En lugar de todo esto, sonrió y dijo “Tienes que tranquilizarte.” Después no escuché
nada más. Una ira se apoderó de mí e hizo sonar una aguda bocina en mis oídos. Me
levanté con los ojos vidriosos de frustración y salí a la calle. Nadie intentó pararme.
¿No lo entendían? ¡Yo no estaba viviendo! Eso era como un octavo infierno de Dante.
No comía, no dormía y hacía mucho que no reía.
Tienes que tranquilizarte.
Tienes que tranquilizarte.
Tienes que tranquilizarte.
Tienes que tranquilizarte.
El resto del día lo pasé en la cama acurrucada y llorando.

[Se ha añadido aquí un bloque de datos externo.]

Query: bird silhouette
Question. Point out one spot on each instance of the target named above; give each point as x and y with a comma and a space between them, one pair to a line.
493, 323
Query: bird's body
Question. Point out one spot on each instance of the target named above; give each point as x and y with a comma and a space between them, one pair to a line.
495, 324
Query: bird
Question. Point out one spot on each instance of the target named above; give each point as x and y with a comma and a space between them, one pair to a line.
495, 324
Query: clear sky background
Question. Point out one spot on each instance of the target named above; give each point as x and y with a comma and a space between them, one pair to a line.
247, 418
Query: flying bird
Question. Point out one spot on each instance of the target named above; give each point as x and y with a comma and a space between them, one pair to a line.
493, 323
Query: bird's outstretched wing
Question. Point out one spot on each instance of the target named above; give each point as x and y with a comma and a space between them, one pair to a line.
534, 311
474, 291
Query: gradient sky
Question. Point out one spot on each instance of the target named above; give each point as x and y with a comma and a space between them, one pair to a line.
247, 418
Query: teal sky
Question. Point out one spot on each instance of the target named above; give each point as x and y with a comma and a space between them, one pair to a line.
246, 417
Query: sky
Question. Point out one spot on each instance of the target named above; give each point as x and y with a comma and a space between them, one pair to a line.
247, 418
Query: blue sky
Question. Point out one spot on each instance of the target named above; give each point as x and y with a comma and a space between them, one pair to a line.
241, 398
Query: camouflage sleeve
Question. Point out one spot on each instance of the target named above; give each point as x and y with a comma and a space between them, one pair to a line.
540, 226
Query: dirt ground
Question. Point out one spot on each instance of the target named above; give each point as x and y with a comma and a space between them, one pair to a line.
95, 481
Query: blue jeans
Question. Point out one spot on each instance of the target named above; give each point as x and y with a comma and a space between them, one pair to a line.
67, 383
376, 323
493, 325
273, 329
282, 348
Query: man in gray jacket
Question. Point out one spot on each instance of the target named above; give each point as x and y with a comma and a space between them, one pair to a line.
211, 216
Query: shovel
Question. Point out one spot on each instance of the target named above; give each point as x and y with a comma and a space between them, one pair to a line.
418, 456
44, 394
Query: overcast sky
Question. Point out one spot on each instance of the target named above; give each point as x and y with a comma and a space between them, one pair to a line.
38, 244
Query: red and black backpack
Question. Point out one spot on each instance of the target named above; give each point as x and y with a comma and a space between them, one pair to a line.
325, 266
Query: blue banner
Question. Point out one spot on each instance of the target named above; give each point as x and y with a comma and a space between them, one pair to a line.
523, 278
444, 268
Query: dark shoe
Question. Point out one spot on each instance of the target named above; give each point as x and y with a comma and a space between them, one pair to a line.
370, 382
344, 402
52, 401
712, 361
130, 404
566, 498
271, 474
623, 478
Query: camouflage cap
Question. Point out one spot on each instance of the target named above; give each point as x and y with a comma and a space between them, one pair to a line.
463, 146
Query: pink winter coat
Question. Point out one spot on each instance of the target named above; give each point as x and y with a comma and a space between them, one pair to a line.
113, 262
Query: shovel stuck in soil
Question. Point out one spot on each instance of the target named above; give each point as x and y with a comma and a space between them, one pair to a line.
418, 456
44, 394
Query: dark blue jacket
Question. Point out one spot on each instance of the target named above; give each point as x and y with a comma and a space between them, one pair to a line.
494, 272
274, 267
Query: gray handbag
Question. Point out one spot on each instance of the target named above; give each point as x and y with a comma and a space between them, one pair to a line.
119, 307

Después de este impacto inicial, decidí llevar a cabo un plan de difícil ejecución. Y eso
es lo que, de nuevo, me volvió a cambiar la vida.
Iba un paso por delante de las circunstancias. Qué necesitaba. Papel, mucho papel.
Rollos de papel en la guantera y el maletero, en casa, en el bolso, en la maleta y, más
adelante, en la bolsa del gimnasio. Nada de café ni burbujas ni fibras innecesarias. Un
mapa con las letras W y C en los puntos donde encontrar servicios públicos. Estaban
bien como principios.
Poco a poco iba arreglando mis problemas antes de que sucedieran. Salí con mis amigos
y me confesé, contándoles también mi tarea. Lo primero que debía hacer al llegar a un
sitio nuevo era localizar el baño. Pisos, vecinos, discotecas, restaurantes. Todo esto se
fue convirtiendo en una costumbre automática.
Me permití algunos viajes de prueba. Baños en aviones y trenes. Evitar autobuses.
De repente, fui consciente de una mejoría. Estaba engordando e incluso me apetecía
comer. ¡Comer! “Tienes que tranquilizarte.” Cobraba sentido. Tranquilizarse. Parece un
verbo pasivo, que viene por sí solo a uno mismo pero estaba equivocada. La
tranquilidad es activa. Para estar tranquila, debía preparar el terreno a construir antes
incluso de cimentarlo. Antes incluso de adquirirlo. Debía hacer las cosas con tiempo,
actuar para allanar mi día a día o, en una escala mayor, mi futuro. No solo estaba
obstaculizando las expresiones artísticas de mi segundo cerebro, sino que, sin darme
cuenta, estaba resolviendo todo lo demás.
La Inseguridad sigue aquí, conmigo. Y, por supuesto, aún tengo días malos. Lo que
ocurre es que ahora mi cerebro sabe… No, YO sé que para esos días en los que pierda el
equilibrio y caiga, antes habré tejido una red para aterrizar sobre ella y no romperme la
crisma.
Ahora, mi segundo cerebro y yo nos miramos con respeto, nos tratamos como a iguales
y nos concedemos treguas para descansar. A veces, nos contamos chistes y hablamos de
nuestras vidas. Cosas de cerebros, no lo entenderías.
Espero haber sido de utilidad y tal vez servido de entretenimiento. Así pues, resumiendo
y por si el adormecido lector ha preferido leer sólo el último párrafo: Adonde quiera que
vayas, ve tranquilo. Y con papel, mucho papel.